The COVID-19 pandemic has resulted in education provider finding new ways of offering content that is innovative, interactive, and easily accessible from the learner’s location. It has also bred far greater familiarity with online learning modalities among physicians who are now much more willing to seek out digital education as learning needs arise.

It is noteworthy that only half of the survey respondents were familiar with the work of the International Academy for CPD Accreditation. Given the inclusion of principles in IAMRA’s statement related to the recognition of education credits across international borders and the importance of accreditation to ensure that educational activities meet specific quality standards, it would appear that many MRA’s would benefit from education in this area. The International Academy’s work towards developing substantive equivalency among CPD/CME accreditation systems would greatly benefit the regulatory endeavour around the world.

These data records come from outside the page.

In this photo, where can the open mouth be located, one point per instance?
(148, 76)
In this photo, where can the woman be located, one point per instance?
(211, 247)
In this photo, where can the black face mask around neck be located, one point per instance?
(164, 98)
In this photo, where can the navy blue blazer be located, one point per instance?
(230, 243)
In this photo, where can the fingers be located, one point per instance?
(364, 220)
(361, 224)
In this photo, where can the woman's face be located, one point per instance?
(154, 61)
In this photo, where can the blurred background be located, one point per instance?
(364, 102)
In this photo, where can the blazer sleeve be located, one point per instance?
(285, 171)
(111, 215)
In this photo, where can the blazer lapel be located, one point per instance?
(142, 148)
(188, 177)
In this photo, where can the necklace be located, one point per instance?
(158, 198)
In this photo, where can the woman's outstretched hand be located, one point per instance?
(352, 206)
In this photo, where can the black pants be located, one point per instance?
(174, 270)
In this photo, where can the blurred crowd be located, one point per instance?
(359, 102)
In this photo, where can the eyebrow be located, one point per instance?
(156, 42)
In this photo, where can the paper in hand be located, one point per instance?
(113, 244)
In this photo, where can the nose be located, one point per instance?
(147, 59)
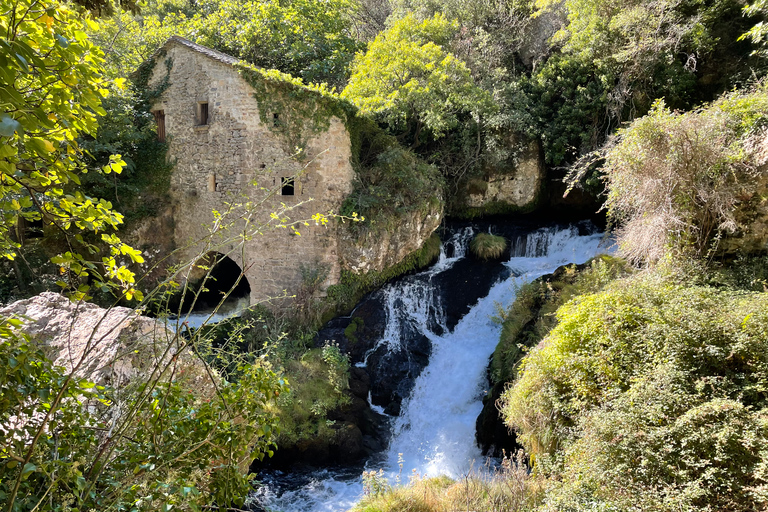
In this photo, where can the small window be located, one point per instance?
(202, 114)
(160, 121)
(288, 188)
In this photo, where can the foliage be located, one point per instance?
(564, 103)
(508, 488)
(409, 81)
(128, 128)
(51, 91)
(319, 380)
(532, 315)
(70, 444)
(649, 395)
(674, 179)
(759, 31)
(309, 40)
(391, 182)
(306, 39)
(128, 40)
(487, 246)
(319, 377)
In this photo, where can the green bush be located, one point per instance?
(509, 488)
(649, 395)
(488, 247)
(678, 182)
(532, 315)
(318, 380)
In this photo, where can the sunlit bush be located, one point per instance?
(650, 395)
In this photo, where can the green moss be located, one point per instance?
(303, 111)
(391, 181)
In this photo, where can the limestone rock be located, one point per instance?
(379, 249)
(107, 346)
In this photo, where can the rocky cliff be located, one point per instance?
(108, 346)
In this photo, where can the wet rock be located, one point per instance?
(493, 436)
(394, 372)
(359, 332)
(108, 346)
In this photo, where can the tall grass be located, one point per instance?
(508, 488)
(488, 247)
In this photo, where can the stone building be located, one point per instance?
(229, 148)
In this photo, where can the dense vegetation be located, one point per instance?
(646, 391)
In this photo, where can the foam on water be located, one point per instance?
(435, 433)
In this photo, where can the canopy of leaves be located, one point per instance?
(675, 179)
(50, 94)
(307, 39)
(409, 81)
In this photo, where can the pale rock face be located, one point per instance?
(518, 185)
(380, 249)
(106, 346)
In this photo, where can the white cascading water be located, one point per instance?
(435, 432)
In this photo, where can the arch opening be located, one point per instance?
(213, 278)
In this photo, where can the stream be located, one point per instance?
(435, 431)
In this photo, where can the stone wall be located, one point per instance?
(509, 186)
(236, 158)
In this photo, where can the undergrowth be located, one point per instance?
(649, 395)
(508, 488)
(488, 247)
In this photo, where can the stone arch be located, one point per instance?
(220, 275)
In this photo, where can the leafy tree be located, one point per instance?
(410, 81)
(307, 39)
(50, 93)
(176, 436)
(616, 58)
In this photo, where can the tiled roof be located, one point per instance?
(221, 57)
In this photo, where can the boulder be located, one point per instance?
(107, 346)
(378, 249)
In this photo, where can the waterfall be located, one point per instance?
(435, 432)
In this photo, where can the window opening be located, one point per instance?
(160, 121)
(202, 114)
(288, 188)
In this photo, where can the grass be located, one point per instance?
(510, 488)
(488, 247)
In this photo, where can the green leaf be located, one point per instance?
(8, 126)
(29, 468)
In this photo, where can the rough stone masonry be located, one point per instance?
(225, 154)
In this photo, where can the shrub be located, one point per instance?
(488, 247)
(649, 395)
(531, 316)
(509, 488)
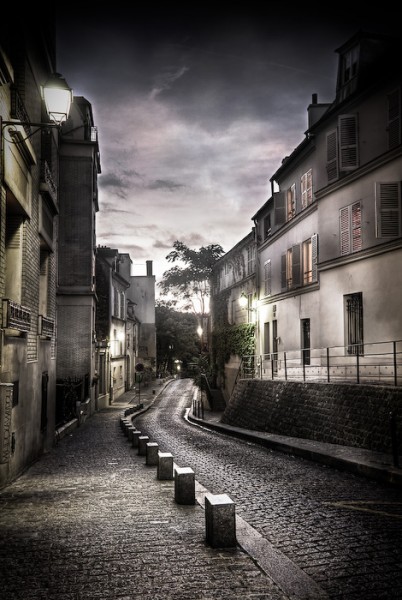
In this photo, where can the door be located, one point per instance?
(305, 341)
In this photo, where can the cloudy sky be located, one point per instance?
(195, 111)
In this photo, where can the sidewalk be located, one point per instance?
(90, 520)
(375, 465)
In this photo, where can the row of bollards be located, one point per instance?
(220, 519)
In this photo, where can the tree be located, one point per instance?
(176, 337)
(190, 282)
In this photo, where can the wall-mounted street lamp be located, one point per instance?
(243, 300)
(57, 96)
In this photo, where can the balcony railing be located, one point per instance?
(45, 326)
(16, 316)
(374, 363)
(48, 183)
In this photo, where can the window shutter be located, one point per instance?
(348, 146)
(267, 277)
(280, 208)
(283, 272)
(314, 257)
(394, 119)
(306, 187)
(344, 230)
(332, 156)
(388, 209)
(296, 266)
(356, 227)
(303, 189)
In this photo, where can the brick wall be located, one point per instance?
(346, 414)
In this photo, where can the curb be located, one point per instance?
(385, 474)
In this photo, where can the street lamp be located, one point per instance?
(243, 300)
(200, 331)
(57, 96)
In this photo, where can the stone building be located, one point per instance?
(76, 299)
(28, 245)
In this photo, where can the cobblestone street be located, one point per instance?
(90, 520)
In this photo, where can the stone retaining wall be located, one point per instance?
(346, 414)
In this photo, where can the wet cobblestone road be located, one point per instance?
(344, 531)
(91, 521)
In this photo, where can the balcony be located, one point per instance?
(45, 327)
(47, 182)
(16, 316)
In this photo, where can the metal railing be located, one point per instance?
(16, 316)
(373, 363)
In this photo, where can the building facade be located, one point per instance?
(233, 304)
(28, 241)
(125, 323)
(329, 237)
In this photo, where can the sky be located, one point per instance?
(195, 111)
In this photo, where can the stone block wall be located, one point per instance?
(346, 414)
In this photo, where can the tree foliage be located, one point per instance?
(176, 337)
(189, 282)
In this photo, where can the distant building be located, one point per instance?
(330, 237)
(233, 300)
(76, 299)
(125, 322)
(142, 293)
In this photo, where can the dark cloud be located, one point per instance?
(200, 101)
(163, 184)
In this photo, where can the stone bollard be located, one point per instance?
(135, 437)
(152, 449)
(127, 424)
(184, 485)
(165, 465)
(124, 422)
(142, 444)
(130, 431)
(220, 521)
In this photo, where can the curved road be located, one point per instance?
(342, 531)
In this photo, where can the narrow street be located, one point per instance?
(91, 521)
(343, 531)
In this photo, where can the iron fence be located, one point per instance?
(372, 363)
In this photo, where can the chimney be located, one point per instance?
(315, 110)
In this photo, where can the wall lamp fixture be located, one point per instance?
(57, 96)
(244, 302)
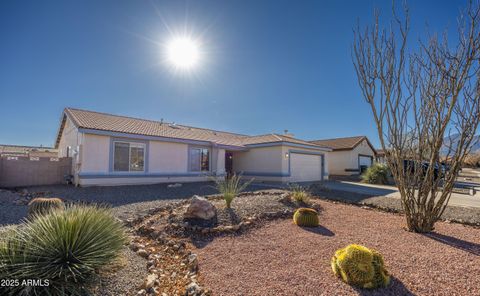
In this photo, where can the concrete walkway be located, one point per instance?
(457, 199)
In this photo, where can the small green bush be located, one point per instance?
(64, 247)
(306, 217)
(299, 193)
(43, 205)
(231, 187)
(359, 266)
(376, 174)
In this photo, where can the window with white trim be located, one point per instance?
(199, 160)
(128, 157)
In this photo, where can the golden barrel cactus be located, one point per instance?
(361, 267)
(43, 206)
(305, 217)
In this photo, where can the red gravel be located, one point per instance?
(283, 259)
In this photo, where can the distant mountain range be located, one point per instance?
(454, 138)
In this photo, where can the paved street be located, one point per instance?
(457, 199)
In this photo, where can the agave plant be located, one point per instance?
(231, 187)
(64, 247)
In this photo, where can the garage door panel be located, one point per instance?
(365, 160)
(305, 167)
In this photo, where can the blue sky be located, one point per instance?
(268, 65)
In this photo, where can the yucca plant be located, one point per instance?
(299, 193)
(44, 205)
(64, 247)
(229, 188)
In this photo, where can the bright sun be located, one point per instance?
(183, 53)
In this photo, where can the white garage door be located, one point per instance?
(305, 167)
(365, 160)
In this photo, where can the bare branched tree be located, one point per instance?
(419, 96)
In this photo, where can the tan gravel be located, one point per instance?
(283, 259)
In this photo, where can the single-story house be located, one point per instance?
(29, 151)
(349, 156)
(108, 149)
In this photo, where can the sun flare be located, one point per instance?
(183, 53)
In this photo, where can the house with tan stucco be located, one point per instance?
(110, 149)
(350, 155)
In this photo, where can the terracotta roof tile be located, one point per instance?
(342, 143)
(108, 122)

It is vital for medical regulators to learn from their collective experience of the last two years and seek sustainable and adaptable ways to manage their regulatory responsibilities in a world where local or global phenomena will continue to challenge existing systems. We believe that IAMRA’s statement on Continued Competency is timely and offers relevant and important guiding principles that enable flexibility and adaptability while maintaining the integrity and standards of the system.

IAMRA is committed to assisting medical regulatory authorities in any way it can and will continue to facilitate collaborative learning and the interconnectedness of medical regulatory authorities around the world.

Disclosure Statement

No potential conflict of interest was reported by the author(s).

Notes

Adapted from Accreditation Council for Graduate Medical Education (ACGME) and American Board of Medical Specialities (ABMS) core competencies and Royal College of Physicians and Surgeons of Canada CanMEDS Framework.